Here's how and why to add more nutritious sprouts to your diet.
Almost any legume, grain, or seed—such as barley, chickpeas, quinoa, and buckwheat—can be sprouted. Each type of seed produces a unique sprout. For example, alfalfa sprouts are thin and delicate, with moss-green leaves, and contain 13 percent of your daily vitamin K needs in 1 cup. Mung bean sprouts have plump, silvery shoots—and 1 cup is only 31 calories.
Make your own
Pour ¼–½ cup of a single type of seed, grain, or legume into a widemouthed mason jar (the amount needed depends on variety). Cover completely with water and let soak overnight.
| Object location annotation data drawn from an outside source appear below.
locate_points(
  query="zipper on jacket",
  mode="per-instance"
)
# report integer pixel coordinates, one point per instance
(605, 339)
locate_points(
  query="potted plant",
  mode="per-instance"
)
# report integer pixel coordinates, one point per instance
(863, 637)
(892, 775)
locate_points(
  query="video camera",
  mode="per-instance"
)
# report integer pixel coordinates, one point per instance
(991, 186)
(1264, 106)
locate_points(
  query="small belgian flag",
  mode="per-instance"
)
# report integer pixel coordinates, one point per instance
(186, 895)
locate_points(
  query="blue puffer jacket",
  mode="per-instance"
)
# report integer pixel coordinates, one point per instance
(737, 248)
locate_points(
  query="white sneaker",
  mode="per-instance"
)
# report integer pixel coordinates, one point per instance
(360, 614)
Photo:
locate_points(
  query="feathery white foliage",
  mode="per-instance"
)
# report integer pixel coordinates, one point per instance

Drain, rinse, and secure cheesecloth over your jar (air circulation reduces mold risk). Place the jar on its side over a sink to drain. Rinse two or three times per day until roots appear. Use immediately, or cover and refrigerate for up to a week; drain and rinse daily to discourage spoilage.
Eat sprouts solo for a refreshing and revitalizing boost, or mix a handful into salads. Tuck into sandwiches and top with creamy avocado slices. For a nutritious and satiating add-in, cook sprouts during the last 30 seconds of tofu and veggie stir-fries, or fold into omelets.